Please note: What I’m going to suggest is certainly cruel punishment but -- while it may be “unusual” for the United States -- it’s not unusual in the way of the world.
So. Let’s let Bernie Madoff starve to death, and deny him medical care as long as he lives. Will he suffer? You bet he will. That’s the point: His suffering will set him up as an example to the financial community. (While we’re at it, we might apply the same penalty to Enron stalwarts Kenneth Lay -- which, regrettably, would be a posthumous dishonor -- and Jeffrey Skilling, whose 24-year sentence was reduced to 14 years; this incorrigible conspirator and perpetrator of fraud will be probably be released from prison sometime before the end of 2019. Sure he’ll be disgraced, but -- unlike many of the people he defrauded -- he’ll be alive. And financially comfortable. And likely laughing all the way to his mansion.)

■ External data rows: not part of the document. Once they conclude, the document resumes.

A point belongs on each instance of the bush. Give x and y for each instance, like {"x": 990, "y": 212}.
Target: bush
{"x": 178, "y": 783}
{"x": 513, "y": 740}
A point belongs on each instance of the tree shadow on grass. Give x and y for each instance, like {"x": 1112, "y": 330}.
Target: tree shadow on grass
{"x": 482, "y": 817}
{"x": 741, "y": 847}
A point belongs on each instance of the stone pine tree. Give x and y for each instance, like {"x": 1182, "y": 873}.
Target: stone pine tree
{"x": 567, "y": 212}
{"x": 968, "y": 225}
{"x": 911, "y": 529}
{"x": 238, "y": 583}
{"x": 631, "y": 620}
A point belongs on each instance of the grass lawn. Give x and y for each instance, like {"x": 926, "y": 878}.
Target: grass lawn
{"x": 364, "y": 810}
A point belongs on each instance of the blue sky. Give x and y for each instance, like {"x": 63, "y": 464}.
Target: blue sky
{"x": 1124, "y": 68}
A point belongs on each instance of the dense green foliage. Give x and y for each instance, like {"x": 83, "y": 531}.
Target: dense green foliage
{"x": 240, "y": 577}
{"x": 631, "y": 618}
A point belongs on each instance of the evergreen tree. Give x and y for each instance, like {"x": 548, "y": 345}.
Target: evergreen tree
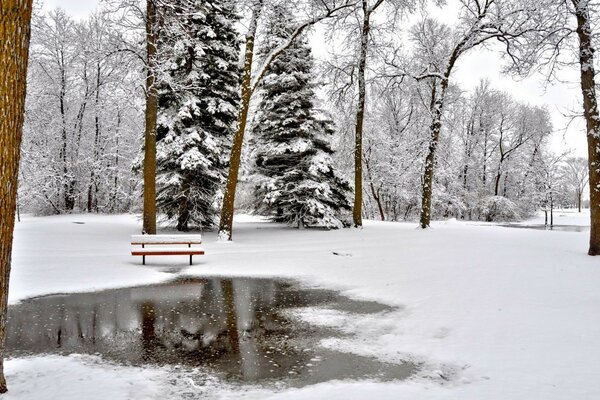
{"x": 198, "y": 100}
{"x": 295, "y": 180}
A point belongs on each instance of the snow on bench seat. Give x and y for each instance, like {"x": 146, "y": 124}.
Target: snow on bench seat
{"x": 170, "y": 250}
{"x": 166, "y": 239}
{"x": 166, "y": 245}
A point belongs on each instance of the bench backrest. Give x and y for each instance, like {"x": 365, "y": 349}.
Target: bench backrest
{"x": 166, "y": 239}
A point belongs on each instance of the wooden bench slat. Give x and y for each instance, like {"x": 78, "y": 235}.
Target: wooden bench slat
{"x": 166, "y": 239}
{"x": 168, "y": 253}
{"x": 172, "y": 245}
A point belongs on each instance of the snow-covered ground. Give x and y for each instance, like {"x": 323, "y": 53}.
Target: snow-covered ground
{"x": 492, "y": 312}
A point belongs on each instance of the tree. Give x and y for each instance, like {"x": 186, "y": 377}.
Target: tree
{"x": 321, "y": 11}
{"x": 149, "y": 213}
{"x": 591, "y": 114}
{"x": 81, "y": 122}
{"x": 197, "y": 99}
{"x": 438, "y": 48}
{"x": 544, "y": 48}
{"x": 576, "y": 174}
{"x": 349, "y": 73}
{"x": 297, "y": 183}
{"x": 15, "y": 17}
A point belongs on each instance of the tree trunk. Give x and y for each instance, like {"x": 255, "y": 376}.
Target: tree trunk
{"x": 435, "y": 128}
{"x": 15, "y": 17}
{"x": 149, "y": 226}
{"x": 92, "y": 202}
{"x": 360, "y": 116}
{"x": 592, "y": 117}
{"x": 227, "y": 210}
{"x": 184, "y": 206}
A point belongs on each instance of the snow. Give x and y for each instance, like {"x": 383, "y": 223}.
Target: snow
{"x": 490, "y": 312}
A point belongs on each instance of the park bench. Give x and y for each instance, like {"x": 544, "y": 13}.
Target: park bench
{"x": 166, "y": 245}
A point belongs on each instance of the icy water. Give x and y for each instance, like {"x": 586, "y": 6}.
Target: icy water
{"x": 237, "y": 329}
{"x": 562, "y": 228}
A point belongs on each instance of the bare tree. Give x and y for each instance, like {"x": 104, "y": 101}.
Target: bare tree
{"x": 576, "y": 175}
{"x": 559, "y": 23}
{"x": 15, "y": 17}
{"x": 149, "y": 217}
{"x": 440, "y": 47}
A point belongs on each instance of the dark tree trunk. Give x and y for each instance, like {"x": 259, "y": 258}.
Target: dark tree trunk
{"x": 184, "y": 207}
{"x": 149, "y": 217}
{"x": 437, "y": 104}
{"x": 592, "y": 117}
{"x": 15, "y": 17}
{"x": 227, "y": 210}
{"x": 360, "y": 116}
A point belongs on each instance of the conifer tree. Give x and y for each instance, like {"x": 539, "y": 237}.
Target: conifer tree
{"x": 198, "y": 101}
{"x": 295, "y": 179}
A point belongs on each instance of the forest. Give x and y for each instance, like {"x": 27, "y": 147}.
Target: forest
{"x": 376, "y": 128}
{"x": 366, "y": 222}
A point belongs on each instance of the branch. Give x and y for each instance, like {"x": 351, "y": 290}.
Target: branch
{"x": 290, "y": 40}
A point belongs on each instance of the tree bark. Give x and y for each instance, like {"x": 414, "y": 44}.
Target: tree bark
{"x": 149, "y": 217}
{"x": 592, "y": 117}
{"x": 227, "y": 210}
{"x": 15, "y": 17}
{"x": 437, "y": 105}
{"x": 360, "y": 116}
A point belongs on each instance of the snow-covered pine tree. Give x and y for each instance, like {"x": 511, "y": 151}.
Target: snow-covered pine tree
{"x": 295, "y": 179}
{"x": 198, "y": 101}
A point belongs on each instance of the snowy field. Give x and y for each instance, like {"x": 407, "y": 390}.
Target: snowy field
{"x": 491, "y": 312}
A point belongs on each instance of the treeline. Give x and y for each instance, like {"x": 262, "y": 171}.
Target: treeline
{"x": 413, "y": 143}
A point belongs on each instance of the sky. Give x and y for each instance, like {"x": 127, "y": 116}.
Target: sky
{"x": 562, "y": 98}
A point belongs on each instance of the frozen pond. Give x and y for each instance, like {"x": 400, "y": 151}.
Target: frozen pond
{"x": 239, "y": 329}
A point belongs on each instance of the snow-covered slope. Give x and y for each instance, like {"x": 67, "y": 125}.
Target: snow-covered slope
{"x": 493, "y": 313}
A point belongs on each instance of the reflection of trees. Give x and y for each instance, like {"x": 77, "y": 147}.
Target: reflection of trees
{"x": 197, "y": 322}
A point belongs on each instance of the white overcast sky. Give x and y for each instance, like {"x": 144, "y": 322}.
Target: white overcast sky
{"x": 561, "y": 98}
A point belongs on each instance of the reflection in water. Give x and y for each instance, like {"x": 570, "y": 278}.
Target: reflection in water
{"x": 235, "y": 327}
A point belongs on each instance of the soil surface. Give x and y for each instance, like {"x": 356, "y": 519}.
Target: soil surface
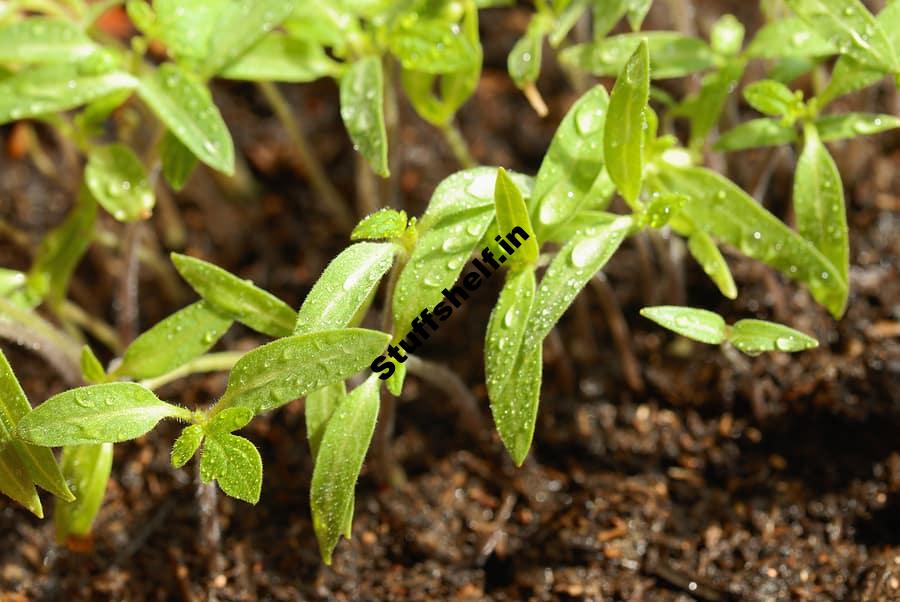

Mark Ciavarella? Simple. Cut out his tongue so he can’t speak any more lies, and sever one of his hands -- the one he writes with -- so he’s unable to sign anything, such as an order to imprison a juvenile. I know: He’ll never again be in the position to sign such an order, but other judges will read about it, perhaps even see him or at least his photo, and they’ll shudder to think the same fate awaits them if they commit the same, willful, heinous crime -- regardless of whether its commission results in the suicide of one or more of their victims. Dennis Hastert and Theodore McCarrick? Castrate them, the old-fashioned way, without an anesthetic and while they are fully conscious. That will obviate any possibility either will return to outside life with the opportunity to commit the same -- alleged -- crimes when released. And as a side benefit, it might make them examples to the child-molester community, too, especially to the 300 Pennsylvania priests whose misbehavior has recently been placed in the spotlight.
Think about what you do, people, before you do it! That’s the message this code is intended to convey. If you are found guilty, you will receive the same mercy you bestowed on those you condemned to their enduring pain. No excuses, no claims of mitigating circumstances allowed.
So. Jeff Sessions, unsheathe your terrible swift sword. Mine eyes have seen the vainglory and the inglory. Now it’s time to show its consequences to those who have made it -- make it -- their practice.